[SERVER-63322] Reading between commit_timestamp and durable_timestamp can produce inconsistency Created: 04/Feb/22  Updated: 27/Oct/23  Resolved: 24/Feb/22

Status: Closed
Project: Core Server
Component/s: None
Affects Version/s: None
Fix Version/s: None

Type: Bug Priority: Major - P3
Reporter: Keith Bostic (Inactive) Assignee: Backlog - Storage Execution Team
Resolution: Gone away Votes: 0
Labels: None
Remaining Estimate: Not Specified
Time Spent: Not Specified
Original Estimate: Not Specified

Issue Links:
Depends
is depended on by WT-8747 Reading between commit_timestamp and ... Closed
Related
related to SERVER-63615 Avoid deadlocks in wiredtiger_prepare... Closed
Assigned Teams:
Storage Execution
Operating System: ALL
Sprint: Execution Team 2022-02-21, Execution Team 2022-03-07
Participants:

 Description   

There is a problem with prepared transactions whose durable timestamp is greater than their commit timestamp, which is that it's possible for another transaction to read them and commit before them, then get checkpointed without them, such that a crash causes the first transaction to disappear but not the second that depended on it.

See WT-8747 for additional information and examples.

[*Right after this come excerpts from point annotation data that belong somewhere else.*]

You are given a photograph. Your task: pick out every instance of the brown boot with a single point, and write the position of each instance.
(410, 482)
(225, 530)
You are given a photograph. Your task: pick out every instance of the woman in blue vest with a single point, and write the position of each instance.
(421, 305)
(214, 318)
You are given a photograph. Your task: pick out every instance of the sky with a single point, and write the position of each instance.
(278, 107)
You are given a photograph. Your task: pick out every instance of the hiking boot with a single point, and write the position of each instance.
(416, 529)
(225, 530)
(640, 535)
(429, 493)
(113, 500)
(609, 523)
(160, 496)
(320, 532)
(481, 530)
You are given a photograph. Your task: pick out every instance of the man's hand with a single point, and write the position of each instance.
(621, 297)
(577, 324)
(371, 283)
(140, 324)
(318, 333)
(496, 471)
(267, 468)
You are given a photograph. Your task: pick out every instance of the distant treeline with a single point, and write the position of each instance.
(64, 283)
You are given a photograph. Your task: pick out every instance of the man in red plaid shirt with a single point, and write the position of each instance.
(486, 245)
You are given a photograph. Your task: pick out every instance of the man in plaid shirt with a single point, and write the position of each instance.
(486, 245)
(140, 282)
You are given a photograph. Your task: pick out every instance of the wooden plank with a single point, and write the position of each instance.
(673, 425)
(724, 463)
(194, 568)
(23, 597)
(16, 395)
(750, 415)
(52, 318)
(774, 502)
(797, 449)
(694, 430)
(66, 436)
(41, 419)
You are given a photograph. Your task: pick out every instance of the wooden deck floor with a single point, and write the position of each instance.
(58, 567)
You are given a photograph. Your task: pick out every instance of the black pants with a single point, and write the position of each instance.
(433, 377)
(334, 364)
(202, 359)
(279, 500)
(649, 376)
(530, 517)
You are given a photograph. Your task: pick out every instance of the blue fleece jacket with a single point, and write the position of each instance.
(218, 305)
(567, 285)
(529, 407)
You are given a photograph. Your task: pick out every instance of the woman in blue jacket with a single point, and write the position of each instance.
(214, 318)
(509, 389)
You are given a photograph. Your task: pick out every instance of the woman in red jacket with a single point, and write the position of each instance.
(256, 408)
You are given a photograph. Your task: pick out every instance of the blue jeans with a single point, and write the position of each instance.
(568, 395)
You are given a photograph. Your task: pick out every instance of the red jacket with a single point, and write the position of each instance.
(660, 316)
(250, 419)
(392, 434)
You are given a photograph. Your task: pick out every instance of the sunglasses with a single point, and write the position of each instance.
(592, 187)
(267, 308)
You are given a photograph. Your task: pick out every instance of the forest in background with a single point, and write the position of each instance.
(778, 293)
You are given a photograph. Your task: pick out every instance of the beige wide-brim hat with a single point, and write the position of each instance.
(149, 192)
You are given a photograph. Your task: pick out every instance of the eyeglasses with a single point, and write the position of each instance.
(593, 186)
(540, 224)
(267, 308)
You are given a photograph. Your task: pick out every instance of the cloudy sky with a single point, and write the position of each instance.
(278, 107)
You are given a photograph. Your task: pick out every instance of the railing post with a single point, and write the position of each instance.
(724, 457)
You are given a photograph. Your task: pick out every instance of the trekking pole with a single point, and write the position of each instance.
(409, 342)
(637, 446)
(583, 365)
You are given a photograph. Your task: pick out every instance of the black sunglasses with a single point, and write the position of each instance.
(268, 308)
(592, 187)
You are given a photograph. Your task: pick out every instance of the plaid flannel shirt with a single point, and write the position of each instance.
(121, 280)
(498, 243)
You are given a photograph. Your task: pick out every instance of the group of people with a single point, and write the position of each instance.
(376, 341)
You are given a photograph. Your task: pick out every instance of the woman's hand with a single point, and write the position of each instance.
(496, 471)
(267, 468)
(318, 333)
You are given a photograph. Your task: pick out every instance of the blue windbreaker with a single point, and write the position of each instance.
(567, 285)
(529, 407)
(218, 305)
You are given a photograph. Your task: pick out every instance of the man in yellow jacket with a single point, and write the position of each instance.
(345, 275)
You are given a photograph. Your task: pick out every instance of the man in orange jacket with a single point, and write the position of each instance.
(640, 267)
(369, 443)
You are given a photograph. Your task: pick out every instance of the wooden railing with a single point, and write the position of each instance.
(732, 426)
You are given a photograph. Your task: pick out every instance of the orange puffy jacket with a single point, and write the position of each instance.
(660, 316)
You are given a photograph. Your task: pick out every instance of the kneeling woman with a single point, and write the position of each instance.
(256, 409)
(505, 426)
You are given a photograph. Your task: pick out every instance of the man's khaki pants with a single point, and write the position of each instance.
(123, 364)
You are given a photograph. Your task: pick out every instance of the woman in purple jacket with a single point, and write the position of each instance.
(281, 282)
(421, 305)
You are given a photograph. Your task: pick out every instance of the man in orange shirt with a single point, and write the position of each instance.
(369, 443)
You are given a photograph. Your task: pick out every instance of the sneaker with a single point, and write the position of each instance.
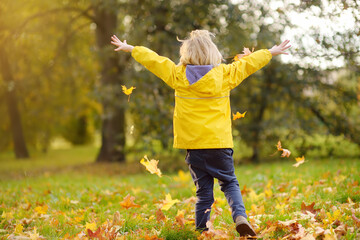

This is a potential data consistency error.

The ideal fix for WiredTiger is to return ::WT_ROLLBACK to the reader, which requires the reader to handle transaction rollback and which may not be possible for Server. We considered returning ::WT_NOTFOUND in this case (although that is problematical as well and could lead to its own problems), but patch builds returning the two different errors have roughly similar numbers of failures.

The patch build returning ::WT_ROLLBACK is here: https://evergreen.mongodb.com/version/61fc61400305b973ad2bf953?redirect_spruce_users=true

The patch build returning ::WT_NOTFOUND is here: https://evergreen.mongodb.com/version/61fd6248a4cf472d4bc3243c?redirect_spruce_users=true

Can someone please help us investigate this problem? – Thanks!

cc: geert.bosch, louis.williams



 Comments   
Comment by Henrik Edin [ 24/Feb/22 ]

Closed this ticket per your comment keith.bostic. Reopen if needed.

Comment by Keith Bostic (Inactive) [ 24/Feb/22 ]

jordi.olivares-provencio, I think SERVER-63322 can be closed for now. We can always reopen it if necessary, and there's no reason for it to clog up your backlog without a clear expectation there is work to do here. – Thank you!

Comment by Jordi Olivares Provencio [ 24/Feb/22 ]

Moving this back to the backlog in TODO as we need to wait on WT's decision

Comment by David Holland [ 16/Feb/22 ]

Re reads, interesting. I was working from the following premises:

  • Because WT doesn't track reads in detail there's a rule against preparing (or committing) at or before any read timestamp that's ever been used.
  • Consequently, if you read at time T (T > stable), you cannot prepare or commit anything further at times <= T, and you might as well move stable up before reading. It is allowed to do that while prepared transactions are still resolving, after all, because reads can't touch them.

I'm guessing there are distributed coordination reasons why it's not that simple, and I suppose in particular you can't move stable up until every node that might take over as coordinator agrees on it. (Probably that's the wrong terminology, but something like that...) Which means you specifically want to read from committed but not-yet-durable transactions, optimistically. (And unlike WT, which doesn't have any support for dependent transactions, you're prepared to deal with the consequences if the things you read later end up aborting.) So the proposed restriction sits right across an important optimization.

I need to chew on this , but I suspect there's a solution we can all live with...

Comment by Daniel Gottlieb (Inactive) [ 16/Feb/22 ]

That interleaving should not cause problems (unless you never move stable forward) because the new restriction only applies to writes by transactions whose durable timestamp is currently > stable.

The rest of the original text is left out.